О том, что на городском рынке можно, при желании, прикупить неразменную монету, петрозаводский угро узнал от своих информаторов. И поначалу отнесся к этому несколько философски — всегда и во все времена были люди, которые хотели халявы, всегда и во все времена были люди, не боящиеся ради будущей наживы выйти ночью на перекресток четырех дорог с жареным гусем или там черным котом. Полностью от таких людей не избавишься, пока не наступит коммунизм, и деньги не отменят. Бывало и такое, что неразменные рубли продавали, как бы странно это не выглядело. Дело в том, что, как ни крути, а неразменный рубль — нечто, связанное с нечистой силой. И что лучше — возможность бесконечной оплаты плюс связь с нечистыми или небольшая сумма денег без всяких подобных обременений — каждый решал сам.

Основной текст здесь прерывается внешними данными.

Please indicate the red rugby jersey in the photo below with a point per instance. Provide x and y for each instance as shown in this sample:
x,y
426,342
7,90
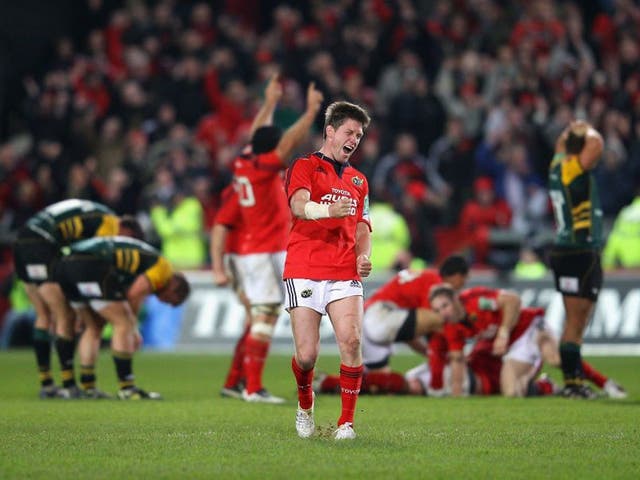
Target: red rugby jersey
x,y
263,204
407,289
325,249
229,215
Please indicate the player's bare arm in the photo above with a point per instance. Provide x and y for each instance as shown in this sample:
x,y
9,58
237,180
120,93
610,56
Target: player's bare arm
x,y
302,207
138,291
297,132
363,249
218,240
509,303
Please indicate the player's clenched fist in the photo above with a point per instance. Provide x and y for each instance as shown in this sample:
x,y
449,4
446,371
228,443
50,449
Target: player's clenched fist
x,y
340,209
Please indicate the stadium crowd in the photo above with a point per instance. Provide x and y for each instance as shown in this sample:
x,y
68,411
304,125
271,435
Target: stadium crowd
x,y
144,104
148,111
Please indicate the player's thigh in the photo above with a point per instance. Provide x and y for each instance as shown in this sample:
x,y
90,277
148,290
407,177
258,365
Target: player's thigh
x,y
346,317
39,305
305,325
577,273
513,375
260,276
34,257
117,313
375,356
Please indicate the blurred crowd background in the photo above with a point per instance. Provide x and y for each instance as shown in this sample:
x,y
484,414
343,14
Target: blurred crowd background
x,y
142,105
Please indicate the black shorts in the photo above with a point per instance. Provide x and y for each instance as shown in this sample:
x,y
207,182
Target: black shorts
x,y
84,277
34,257
578,273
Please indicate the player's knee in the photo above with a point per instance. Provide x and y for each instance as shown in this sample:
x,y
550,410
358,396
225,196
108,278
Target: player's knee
x,y
353,344
262,330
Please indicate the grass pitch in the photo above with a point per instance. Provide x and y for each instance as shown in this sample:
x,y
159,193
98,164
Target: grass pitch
x,y
194,433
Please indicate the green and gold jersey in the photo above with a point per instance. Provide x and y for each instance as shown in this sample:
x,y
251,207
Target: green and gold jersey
x,y
576,203
129,256
72,220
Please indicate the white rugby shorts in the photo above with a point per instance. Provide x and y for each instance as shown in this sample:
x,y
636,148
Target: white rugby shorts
x,y
260,276
317,294
380,325
525,349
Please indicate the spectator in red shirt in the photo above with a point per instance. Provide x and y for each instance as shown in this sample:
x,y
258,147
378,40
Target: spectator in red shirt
x,y
481,214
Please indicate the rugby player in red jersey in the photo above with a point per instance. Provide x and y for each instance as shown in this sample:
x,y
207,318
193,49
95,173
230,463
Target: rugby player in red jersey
x,y
327,254
257,178
226,235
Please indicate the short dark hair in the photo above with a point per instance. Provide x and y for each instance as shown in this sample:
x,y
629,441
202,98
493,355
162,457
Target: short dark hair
x,y
574,143
132,224
339,112
265,139
182,287
453,265
442,289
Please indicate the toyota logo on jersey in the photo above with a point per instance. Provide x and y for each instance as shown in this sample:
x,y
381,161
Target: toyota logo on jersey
x,y
329,198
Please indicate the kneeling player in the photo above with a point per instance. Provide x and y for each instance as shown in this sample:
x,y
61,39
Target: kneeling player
x,y
112,276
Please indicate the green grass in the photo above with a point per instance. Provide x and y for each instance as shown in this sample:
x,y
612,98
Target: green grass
x,y
194,433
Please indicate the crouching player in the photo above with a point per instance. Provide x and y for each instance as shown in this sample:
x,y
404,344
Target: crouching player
x,y
37,248
111,276
398,312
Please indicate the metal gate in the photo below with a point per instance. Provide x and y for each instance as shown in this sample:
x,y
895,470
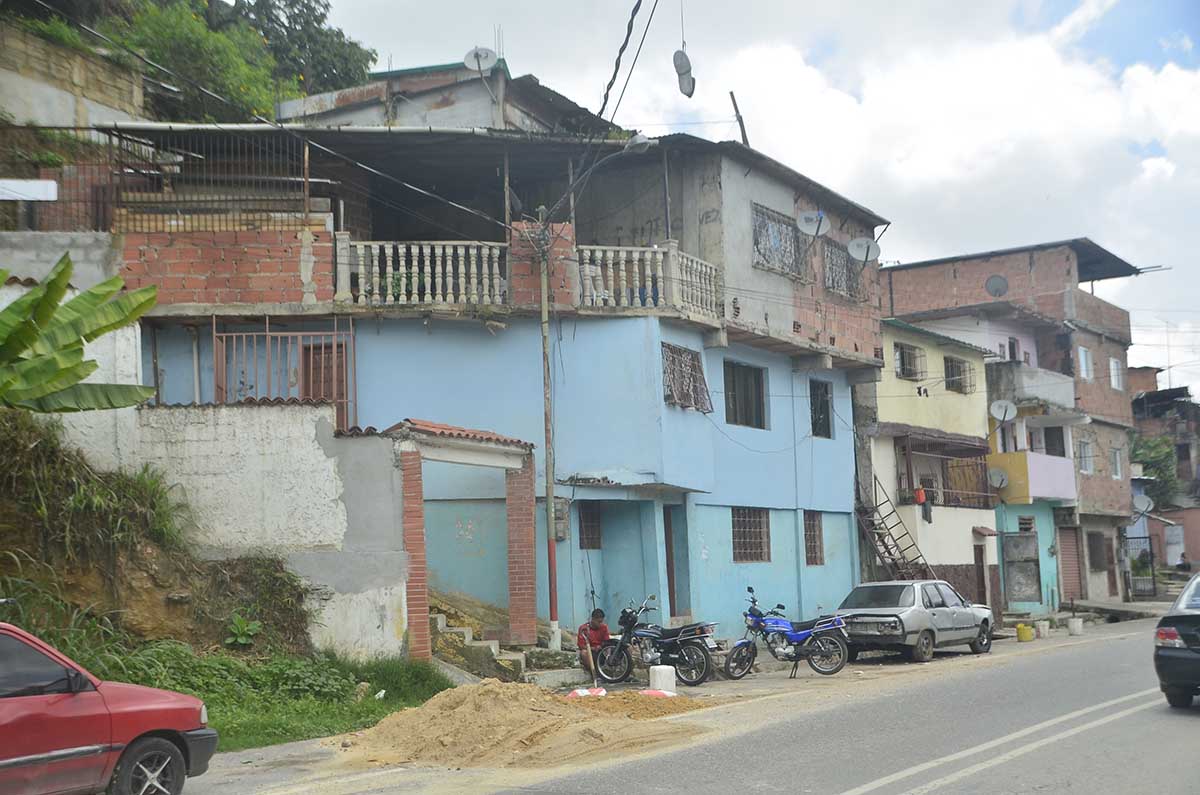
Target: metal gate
x,y
1023,567
1071,568
1140,555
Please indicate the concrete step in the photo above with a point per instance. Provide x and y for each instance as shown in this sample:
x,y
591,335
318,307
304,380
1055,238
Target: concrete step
x,y
558,679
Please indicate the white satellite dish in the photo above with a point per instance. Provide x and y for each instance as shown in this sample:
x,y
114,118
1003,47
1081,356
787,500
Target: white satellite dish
x,y
480,59
683,69
1002,411
814,223
863,250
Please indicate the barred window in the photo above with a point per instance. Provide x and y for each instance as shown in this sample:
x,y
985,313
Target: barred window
x,y
777,243
683,378
821,406
910,362
841,273
959,375
751,535
589,525
814,538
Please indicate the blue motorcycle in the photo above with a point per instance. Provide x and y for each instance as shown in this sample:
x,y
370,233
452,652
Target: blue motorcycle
x,y
821,641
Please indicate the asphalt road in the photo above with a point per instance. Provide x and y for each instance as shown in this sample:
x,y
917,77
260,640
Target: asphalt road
x,y
1068,715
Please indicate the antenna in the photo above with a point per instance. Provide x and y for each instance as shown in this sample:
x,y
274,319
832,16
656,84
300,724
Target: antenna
x,y
1143,504
814,223
1002,411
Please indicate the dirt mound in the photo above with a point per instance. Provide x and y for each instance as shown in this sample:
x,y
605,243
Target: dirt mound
x,y
631,704
504,724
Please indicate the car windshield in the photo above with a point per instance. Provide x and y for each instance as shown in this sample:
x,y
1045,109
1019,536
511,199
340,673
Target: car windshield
x,y
879,596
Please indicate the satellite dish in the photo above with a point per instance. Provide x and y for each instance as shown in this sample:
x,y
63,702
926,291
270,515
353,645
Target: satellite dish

Да и помимо монет, которые то ли есть, то ли нет, у петрозаводского угро работы хватало. Было их ровным счетом восемнадцать человек, а территория ответственности на них лежала ой какая немаленькая. Да к тому же ее и прилегающая к финской границе, через которую постоянно лезло что ни попадя, от белофиннов, до контрабандистов. И пусть это уже было ответственностью ГПУ — милиции тоже работы было через край. Грабители, которые вечерами срывали с людей шапки на улицах, воры, залезшие в квартиру инженера Дягилева, участок реки, на котором повадились совершать самоубийства те, кому кажется, что мир к ним холоден и неприветлив. И поди разбери — то ли люди перед смертью хотят увидеть что-то красивое, то ли место проклятое и это уже вопрос уголовного розыска. Лично я подумал, что второе. Потому что ладно, когда люди ходят на реку топиться. Но если человек приходит на берег, чтобы застрелиться — это уже ненормально.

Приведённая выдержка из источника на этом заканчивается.